Liam Crichton's Vacant Echoes at CQAF
The Scottish artist explains why he has built a Japanese rock garden in a former architect's office in the Cathedral Quarter
Japanese rock gardens are meditative, tranquil spaces. Each features symbolic representations of the essential elements of growth – heat, light, water – and for those charged with their upkeep, the very act of raking the gravel or pruning the plants is, in itself, an act of contemplation.
When visitors arrive at the Japanese rock garden that artist-in-residence Liam Crichton has created as part of Household Belfast’s contribution to the 2013 Cathedral Quarter Arts Festival, the elements of a contemplative space are present, but they have been rearranged and re-contextualized by the materials the artist has utilised.
Like much of the Scottish-born, Belfast-based artist’s work, the garden, entitled Vacant Echoes, explores the boundaries and overlaps between the pastoral, rural world in which he grew up and the industrial, urban environments he has called home since reaching adulthood.
Whilst taking in the garden's greenery, viewers stand beneath bar heaters, bound in by black fencing. Light is represented by a reflective, metallic monolith and underfoot, instead of the smooth gravel of a Zen garden, visitors tread upon sub-base, the kind of industrial-strength gravel used to level out a road, to pack it down before hot tar is poured upon it. Crichton doesn’t just allude to industrial processes when creating art, he adopts them.

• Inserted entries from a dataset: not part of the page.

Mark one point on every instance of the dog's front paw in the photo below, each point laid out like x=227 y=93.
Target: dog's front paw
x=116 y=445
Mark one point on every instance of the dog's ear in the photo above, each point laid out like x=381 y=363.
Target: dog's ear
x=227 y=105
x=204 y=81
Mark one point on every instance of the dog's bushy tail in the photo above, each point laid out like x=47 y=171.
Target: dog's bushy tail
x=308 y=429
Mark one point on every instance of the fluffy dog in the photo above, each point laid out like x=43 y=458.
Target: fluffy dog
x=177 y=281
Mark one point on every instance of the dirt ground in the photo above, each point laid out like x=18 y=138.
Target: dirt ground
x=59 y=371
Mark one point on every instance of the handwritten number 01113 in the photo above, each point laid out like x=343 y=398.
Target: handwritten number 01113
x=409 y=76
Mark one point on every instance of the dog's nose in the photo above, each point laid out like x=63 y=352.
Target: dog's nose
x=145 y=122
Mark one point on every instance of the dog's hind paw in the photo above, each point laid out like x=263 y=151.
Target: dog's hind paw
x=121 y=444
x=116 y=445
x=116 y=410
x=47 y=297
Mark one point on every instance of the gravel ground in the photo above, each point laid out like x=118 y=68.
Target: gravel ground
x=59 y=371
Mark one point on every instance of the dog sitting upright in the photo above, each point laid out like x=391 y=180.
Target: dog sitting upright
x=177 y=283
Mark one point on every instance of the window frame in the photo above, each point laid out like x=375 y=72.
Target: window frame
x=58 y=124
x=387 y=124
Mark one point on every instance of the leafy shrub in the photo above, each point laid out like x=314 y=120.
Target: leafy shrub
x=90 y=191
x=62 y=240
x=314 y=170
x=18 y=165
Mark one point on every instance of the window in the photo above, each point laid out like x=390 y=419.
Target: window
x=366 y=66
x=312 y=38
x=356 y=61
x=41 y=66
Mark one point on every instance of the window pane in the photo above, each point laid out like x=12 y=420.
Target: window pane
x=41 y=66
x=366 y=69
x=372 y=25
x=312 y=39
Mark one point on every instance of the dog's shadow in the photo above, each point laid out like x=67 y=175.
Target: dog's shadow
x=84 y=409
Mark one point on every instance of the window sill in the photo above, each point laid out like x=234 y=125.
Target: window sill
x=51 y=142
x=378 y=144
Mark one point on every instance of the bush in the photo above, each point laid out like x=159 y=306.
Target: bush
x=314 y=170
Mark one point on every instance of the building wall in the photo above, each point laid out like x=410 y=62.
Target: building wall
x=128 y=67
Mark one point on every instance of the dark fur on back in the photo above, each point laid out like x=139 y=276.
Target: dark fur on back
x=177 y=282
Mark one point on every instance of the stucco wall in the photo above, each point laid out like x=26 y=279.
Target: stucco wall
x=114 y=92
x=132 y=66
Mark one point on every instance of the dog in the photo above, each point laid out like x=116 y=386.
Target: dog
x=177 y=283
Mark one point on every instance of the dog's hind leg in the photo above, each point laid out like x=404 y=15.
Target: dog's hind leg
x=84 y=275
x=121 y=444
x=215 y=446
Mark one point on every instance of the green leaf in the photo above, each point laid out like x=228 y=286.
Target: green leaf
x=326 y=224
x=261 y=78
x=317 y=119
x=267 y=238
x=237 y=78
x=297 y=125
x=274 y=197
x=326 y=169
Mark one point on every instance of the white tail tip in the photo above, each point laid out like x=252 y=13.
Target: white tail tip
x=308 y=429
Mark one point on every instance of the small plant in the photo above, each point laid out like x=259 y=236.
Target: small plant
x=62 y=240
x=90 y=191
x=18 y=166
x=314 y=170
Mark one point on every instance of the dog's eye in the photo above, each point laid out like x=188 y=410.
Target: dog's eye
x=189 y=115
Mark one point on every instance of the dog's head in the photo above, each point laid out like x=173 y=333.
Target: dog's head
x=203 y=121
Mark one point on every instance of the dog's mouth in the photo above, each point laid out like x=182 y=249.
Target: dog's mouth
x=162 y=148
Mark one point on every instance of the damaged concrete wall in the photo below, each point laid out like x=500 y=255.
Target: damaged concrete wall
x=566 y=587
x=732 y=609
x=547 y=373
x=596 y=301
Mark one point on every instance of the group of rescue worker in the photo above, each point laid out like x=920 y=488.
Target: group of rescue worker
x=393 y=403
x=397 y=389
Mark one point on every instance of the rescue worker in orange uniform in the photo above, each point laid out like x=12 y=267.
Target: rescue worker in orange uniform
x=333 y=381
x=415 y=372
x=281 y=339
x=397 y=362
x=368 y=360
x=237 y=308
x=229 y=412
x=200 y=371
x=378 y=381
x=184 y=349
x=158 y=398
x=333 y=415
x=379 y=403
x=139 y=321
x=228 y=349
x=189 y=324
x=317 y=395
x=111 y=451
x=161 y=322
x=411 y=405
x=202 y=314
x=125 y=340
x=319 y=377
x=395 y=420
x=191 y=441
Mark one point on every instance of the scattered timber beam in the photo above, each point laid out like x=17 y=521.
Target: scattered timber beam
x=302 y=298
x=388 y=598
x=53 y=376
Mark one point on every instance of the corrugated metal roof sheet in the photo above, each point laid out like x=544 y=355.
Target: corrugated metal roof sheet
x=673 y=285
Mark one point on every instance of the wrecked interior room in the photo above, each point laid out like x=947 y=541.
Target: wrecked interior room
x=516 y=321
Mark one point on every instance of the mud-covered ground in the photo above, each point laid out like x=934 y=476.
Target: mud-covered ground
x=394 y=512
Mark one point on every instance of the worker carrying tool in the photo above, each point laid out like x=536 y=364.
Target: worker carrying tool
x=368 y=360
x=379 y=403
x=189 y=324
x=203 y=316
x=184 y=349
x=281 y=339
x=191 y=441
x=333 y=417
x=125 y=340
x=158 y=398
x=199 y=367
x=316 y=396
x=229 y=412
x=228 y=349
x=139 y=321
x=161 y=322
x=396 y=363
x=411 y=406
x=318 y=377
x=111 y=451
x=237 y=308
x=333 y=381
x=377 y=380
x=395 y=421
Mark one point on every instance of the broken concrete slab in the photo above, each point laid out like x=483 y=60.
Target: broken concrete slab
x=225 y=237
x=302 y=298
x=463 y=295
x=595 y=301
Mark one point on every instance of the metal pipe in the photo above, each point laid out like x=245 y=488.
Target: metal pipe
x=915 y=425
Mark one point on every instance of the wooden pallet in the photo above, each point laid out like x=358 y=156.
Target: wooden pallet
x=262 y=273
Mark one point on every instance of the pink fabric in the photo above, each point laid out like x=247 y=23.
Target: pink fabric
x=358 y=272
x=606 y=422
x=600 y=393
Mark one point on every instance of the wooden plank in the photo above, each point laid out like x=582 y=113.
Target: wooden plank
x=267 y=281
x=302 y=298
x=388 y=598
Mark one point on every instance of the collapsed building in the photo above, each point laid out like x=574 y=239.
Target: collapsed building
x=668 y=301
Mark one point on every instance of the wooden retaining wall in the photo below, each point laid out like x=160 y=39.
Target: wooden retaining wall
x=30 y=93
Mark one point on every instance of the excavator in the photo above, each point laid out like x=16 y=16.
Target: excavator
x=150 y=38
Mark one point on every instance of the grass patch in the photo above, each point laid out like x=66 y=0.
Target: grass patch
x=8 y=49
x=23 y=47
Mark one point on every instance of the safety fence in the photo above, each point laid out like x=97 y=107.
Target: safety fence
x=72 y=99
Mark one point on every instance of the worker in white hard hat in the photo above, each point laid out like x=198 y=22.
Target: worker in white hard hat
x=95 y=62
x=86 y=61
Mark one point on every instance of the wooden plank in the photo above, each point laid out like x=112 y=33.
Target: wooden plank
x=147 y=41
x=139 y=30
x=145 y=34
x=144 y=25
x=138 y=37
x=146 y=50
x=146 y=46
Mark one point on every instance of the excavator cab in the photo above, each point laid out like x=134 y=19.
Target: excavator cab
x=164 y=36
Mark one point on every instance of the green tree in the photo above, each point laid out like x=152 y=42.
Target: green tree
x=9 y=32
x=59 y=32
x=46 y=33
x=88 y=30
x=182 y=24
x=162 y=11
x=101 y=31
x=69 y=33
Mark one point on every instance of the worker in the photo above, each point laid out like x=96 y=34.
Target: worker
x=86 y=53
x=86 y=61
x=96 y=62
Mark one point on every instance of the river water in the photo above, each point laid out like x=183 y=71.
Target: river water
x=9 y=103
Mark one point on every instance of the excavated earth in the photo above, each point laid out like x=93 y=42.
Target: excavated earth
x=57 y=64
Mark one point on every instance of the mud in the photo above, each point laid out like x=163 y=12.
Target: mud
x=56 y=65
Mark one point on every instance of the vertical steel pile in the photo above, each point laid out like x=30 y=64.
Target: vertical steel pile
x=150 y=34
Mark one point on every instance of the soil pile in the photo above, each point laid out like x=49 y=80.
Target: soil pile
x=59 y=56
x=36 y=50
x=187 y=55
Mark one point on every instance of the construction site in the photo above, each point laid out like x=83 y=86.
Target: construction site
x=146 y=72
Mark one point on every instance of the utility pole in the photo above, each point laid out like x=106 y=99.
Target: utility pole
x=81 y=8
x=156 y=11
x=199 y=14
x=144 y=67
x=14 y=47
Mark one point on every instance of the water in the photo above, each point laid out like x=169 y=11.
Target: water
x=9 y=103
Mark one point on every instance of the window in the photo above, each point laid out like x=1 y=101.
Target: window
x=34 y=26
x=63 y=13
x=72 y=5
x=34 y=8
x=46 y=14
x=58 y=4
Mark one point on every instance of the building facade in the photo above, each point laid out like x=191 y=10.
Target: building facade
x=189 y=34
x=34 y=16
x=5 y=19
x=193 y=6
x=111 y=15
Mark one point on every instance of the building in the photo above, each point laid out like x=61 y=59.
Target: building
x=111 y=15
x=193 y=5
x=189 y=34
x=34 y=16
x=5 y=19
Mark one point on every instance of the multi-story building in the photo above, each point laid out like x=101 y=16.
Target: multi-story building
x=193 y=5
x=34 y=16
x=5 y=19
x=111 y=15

'In general my work is somewhere between minimalism and pop art,' he explains. 'I deal with pop art in terms of appropriation, but with a minimal aesthetic. It’s not pop art in terms of icons, but it’s about the appropriation of everyday things that go unnoticed, background stuff, and highlighting that, giving that a more important role.'
Raised in Wigtown, in the District Council Region of Dumfries and Galloway, Crichton grew up in the midst – and mist – of Scotland’s Galloway hills. From his bedroom window, he could see the Irish Sea. When he turned 17, however, his surroundings changed drastically when he moved to Edinburgh – with its imposing castle atop the grassy Castle Rock. There, Crichton eventually studied sculpture at the Edinburgh College of Art before moving to Belfast in 2011.

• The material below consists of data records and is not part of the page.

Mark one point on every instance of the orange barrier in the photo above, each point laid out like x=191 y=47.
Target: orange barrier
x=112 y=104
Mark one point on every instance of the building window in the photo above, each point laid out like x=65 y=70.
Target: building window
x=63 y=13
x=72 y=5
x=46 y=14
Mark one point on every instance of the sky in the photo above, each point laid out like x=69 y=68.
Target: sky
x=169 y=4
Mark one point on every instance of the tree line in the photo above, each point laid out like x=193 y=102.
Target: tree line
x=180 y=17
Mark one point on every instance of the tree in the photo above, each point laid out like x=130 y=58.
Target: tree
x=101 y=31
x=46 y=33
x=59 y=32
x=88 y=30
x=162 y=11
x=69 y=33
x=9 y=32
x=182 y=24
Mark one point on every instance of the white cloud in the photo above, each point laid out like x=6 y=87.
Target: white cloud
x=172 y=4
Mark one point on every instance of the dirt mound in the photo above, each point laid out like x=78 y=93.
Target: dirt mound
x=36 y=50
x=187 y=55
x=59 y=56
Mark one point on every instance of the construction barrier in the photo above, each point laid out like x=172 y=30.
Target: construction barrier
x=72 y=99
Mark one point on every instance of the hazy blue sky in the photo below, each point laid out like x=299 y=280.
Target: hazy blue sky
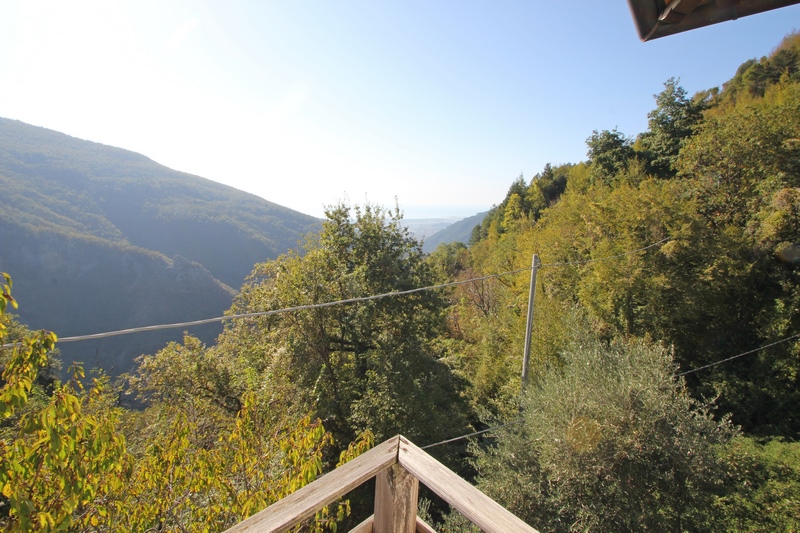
x=438 y=103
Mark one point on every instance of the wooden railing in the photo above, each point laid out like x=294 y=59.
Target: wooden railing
x=398 y=466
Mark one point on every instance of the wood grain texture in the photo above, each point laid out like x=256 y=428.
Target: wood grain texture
x=396 y=493
x=366 y=526
x=481 y=510
x=284 y=514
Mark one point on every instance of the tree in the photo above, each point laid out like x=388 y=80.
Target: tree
x=671 y=123
x=367 y=365
x=609 y=153
x=612 y=442
x=64 y=453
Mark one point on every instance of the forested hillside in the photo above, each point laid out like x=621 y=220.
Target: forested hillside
x=125 y=241
x=665 y=352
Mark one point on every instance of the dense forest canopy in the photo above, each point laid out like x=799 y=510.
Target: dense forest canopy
x=665 y=351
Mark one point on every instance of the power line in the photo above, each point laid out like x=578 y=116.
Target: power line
x=274 y=311
x=448 y=441
x=737 y=356
x=606 y=258
x=321 y=305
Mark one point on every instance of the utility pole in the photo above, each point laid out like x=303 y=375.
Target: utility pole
x=531 y=295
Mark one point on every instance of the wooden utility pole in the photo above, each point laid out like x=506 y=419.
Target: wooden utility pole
x=531 y=295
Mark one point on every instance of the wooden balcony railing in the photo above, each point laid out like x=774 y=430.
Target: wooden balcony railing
x=399 y=466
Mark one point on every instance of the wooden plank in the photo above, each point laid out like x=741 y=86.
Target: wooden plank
x=364 y=527
x=284 y=514
x=481 y=510
x=423 y=527
x=395 y=501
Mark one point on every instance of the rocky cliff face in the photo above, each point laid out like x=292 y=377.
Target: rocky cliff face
x=97 y=239
x=78 y=286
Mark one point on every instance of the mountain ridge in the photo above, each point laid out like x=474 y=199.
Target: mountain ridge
x=99 y=238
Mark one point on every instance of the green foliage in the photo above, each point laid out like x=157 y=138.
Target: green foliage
x=609 y=154
x=764 y=487
x=60 y=458
x=611 y=442
x=670 y=125
x=370 y=365
x=189 y=479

'I don’t want to make any broad, sweeping statements about art...' Crichton says, 'but I think I’m probably going to,' he laughs, before continuing. 'All art has to be a form of expression, so in that form of expression you’ve got to deal with where you’re from, how you’re brought up, your surroundings throughout your life. You’ve got to reflect on these things.'
Like most of Household Belfast’s contributions to the Cathedral Quarter Arts Festival, Crichton’s work has been installed in a vacant property in Belfast’s city centre. Crichton’s space – a former architect’s office on 41-43 Hill Street – is vast, filled with exposed metal beams and heating ducts. It took 15 tonnes of gravel to cover the floor, carted up and down the stairs one bag at a time before being removed at festival’s end. Crichton finds neither the size of the space nor the work’s temporary nature daunting.
'The scale and size of the space has never intimidated me. I try and respond to spaces. You're creating an experience in an installation. I don't really like to think of making art as manufacturing a product. You're creating an event which is an experience for people to come in and enjoy or take whatever way they want. So there is more than that product, or maybe that is the product, I don't know. I don't like to overanalyze that.'
Vacant Echoes works not only to highlight the available space in the Cathedral Quarter – which has undergone a significant transformation in recent years as a cultural hub, yet still there are many empty buildings there in need of a rebirth – but as a reflection of Belfast itself, a powerhouse of the industrial revolution overlooked by green hills and lapped by the waters of Belfast Lough. Indeed, that duality is part of what keeps Crichton living and working in the city.
'You’ve got what was a real industrial hub with shipyards and industry,' he observes, 'but then you’ve got Cave Hill and you drive out of town ten minutes and you’re in countryside. So you’ve naturally got that contrast. That’s why Belfast is doing it for me at the minute.'
Vacant Echoes runs from 2 May until 12 May. The Cathedral Quarter Arts Festival continues until May 12.